Location types implement DownloadLocation so the engine can render where a file went. The item type M already implements Source, whose name() supplies the filename used in log lines, so Outcome’s Display works for free.

§Design notes

  • Auth is a closure, not a credential type. Downloader never names a service’s credential model. The builder works without customization, and advanced consumers can supply a Fn(RequestBuilder) -> RequestBuilder for bearer tokens, basic auth, signed headers, or anything else.
  • Known URLs use Download + drive_downloads. This is the common path when each item already has a source URL.
  • Domain types implement Source and use drive. Your item describes itself (name/size/checksum) and drive resolves its URL through a closure. Resolution can fail per item (yielding a non-fatal Failed) without tearing down the stream; a failure pulling the next item from the source yields a fatal StreamFailed.
  • Caller errors flow in through Error::Source. The resolver and the input item stream produce the caller’s error type. The engine type-erases them through Source(Box<dyn Error + Send + Sync>), so it never needs to know a consumer’s domain errors; callers recover the original by downcast.
  • No auto-abort of interrupted uploads. Rust has no AsyncDrop, so a sink that leaves server-side state (e.g. an S3 multipart upload) documents how to garbage-collect it rather than attempting brittle cleanup on drop. The S3 sink also defers CreateMultipartUpload to the first byte, so a source error before any data arrives leaves nothing behind.

Modules§

local

Structs§

Download
A simple URL-bearing work item for callers that already know where each file lives.
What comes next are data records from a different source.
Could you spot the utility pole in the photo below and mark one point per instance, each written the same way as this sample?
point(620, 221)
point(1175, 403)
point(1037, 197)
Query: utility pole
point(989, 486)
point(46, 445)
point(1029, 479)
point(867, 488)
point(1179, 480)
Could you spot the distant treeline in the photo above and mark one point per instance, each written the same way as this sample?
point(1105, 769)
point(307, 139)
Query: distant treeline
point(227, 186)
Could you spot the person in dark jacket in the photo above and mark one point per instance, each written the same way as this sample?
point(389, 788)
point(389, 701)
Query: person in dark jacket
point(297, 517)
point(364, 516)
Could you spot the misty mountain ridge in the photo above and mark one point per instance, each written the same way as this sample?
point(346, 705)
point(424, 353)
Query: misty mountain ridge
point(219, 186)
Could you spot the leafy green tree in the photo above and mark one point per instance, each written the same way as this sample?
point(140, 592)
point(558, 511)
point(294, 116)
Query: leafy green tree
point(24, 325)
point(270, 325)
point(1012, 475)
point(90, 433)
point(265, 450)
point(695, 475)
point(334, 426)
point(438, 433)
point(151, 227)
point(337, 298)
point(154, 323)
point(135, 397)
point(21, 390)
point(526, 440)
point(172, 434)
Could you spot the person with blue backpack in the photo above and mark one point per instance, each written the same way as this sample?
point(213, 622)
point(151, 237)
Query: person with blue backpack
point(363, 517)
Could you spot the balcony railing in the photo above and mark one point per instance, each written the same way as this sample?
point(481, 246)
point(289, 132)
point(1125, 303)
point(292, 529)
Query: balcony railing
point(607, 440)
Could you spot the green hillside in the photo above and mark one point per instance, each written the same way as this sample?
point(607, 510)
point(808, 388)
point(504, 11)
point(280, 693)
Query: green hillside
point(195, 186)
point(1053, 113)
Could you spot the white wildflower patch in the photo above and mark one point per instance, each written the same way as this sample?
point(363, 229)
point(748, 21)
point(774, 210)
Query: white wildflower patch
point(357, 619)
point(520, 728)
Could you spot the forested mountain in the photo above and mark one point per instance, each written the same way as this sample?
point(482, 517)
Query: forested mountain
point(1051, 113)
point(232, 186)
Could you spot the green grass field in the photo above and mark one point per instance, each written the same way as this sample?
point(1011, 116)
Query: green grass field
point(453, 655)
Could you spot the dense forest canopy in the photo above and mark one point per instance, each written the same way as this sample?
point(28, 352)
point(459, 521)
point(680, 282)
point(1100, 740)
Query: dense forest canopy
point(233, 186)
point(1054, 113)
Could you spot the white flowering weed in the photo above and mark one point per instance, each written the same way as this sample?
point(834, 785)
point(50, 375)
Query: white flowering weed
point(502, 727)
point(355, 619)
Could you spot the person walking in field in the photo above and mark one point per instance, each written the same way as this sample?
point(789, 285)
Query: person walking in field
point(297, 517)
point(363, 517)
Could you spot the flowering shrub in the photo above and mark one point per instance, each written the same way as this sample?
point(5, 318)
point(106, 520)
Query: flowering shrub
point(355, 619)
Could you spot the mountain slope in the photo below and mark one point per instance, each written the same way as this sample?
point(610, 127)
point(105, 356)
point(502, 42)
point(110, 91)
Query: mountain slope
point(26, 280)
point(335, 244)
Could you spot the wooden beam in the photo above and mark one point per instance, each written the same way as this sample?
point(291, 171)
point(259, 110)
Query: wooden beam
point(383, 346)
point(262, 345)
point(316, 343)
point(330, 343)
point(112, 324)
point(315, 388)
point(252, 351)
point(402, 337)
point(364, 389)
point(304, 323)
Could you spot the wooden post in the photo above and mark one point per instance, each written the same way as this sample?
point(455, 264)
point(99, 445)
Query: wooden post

Use with drive_downloads when no per-item resolver is needed.
Downloader
HTTP client for resumable range fetches. The customize closure is the auth seam: it is applied to every request, so callers inject basic auth, a bearer token, signed headers, or nothing — the engine stays auth-agnostic.
DownloaderBuilder
Builder for Downloader. Settings are applied to the wrapped Downloader, which build returns.
Target
Borrowed view of a Source item handed to sinks at prepare time. The source URL is resolved by the engine and the caller’s item is its own concern, so neither appears here — sinks are domain-agnostic.

Enums§

Checksum
Expected integrity hash supplied by the caller for a transfer. The engine hashes the byte stream with the matching algorithm and verifies the result; sinks use it for skip-on-match decisions.
Error
Errors produced by the transfer engine.
Hasher
Streaming hasher selected from the caller’s expected Checksum. None means no checksum was supplied: the engine still counts bytes but reports verified: false.
Outcome
Per-item outcome of a transfer stream, generic over the caller’s item type M. Failed carries per-item errors so a single bad item in a batch doesn’t tear down the whole stream. StreamFailed carries errors that happen before an item is available, such as a failed listing request or destination preflight.
Prepared

Traits§

DownloadLocation
Renders a transfer destination for log lines.
Sink
SinkFactory
Builds a per-item Sink. One factory drives a whole stream of items (singular call sites pass a one-element stream).
Source
Describes a caller’s work item to the engine: its destination name, byte size, and optional checksum. The item value itself is cloned into Progress events and handed back in terminal Outcomes. name is also the item’s label in Outcome’s Display.

Functions§

drive
One driver for every download path. Pulls items from the input stream, resolves each item’s source URL, asks the factory for a per-item sink, and runs run_download. Per-item errors (url resolution, sink build, transport failure) yield Failed and the loop continues to the next item — a one-element input stream therefore yields exactly one terminal outcome.
drive_downloads
Simpler driver for transfers whose source URL is already known. For domain-specific items that need fallible URL resolution, use drive.
run_download
Streams one item’s download. Only emits the happy-path Outcome variants (Progress, Skipped, Downloaded); per-item faults bubble out as Err and drive turns them into Failed. StreamFailed is never produced here — it’s reserved for pre-item errors at the drive layer.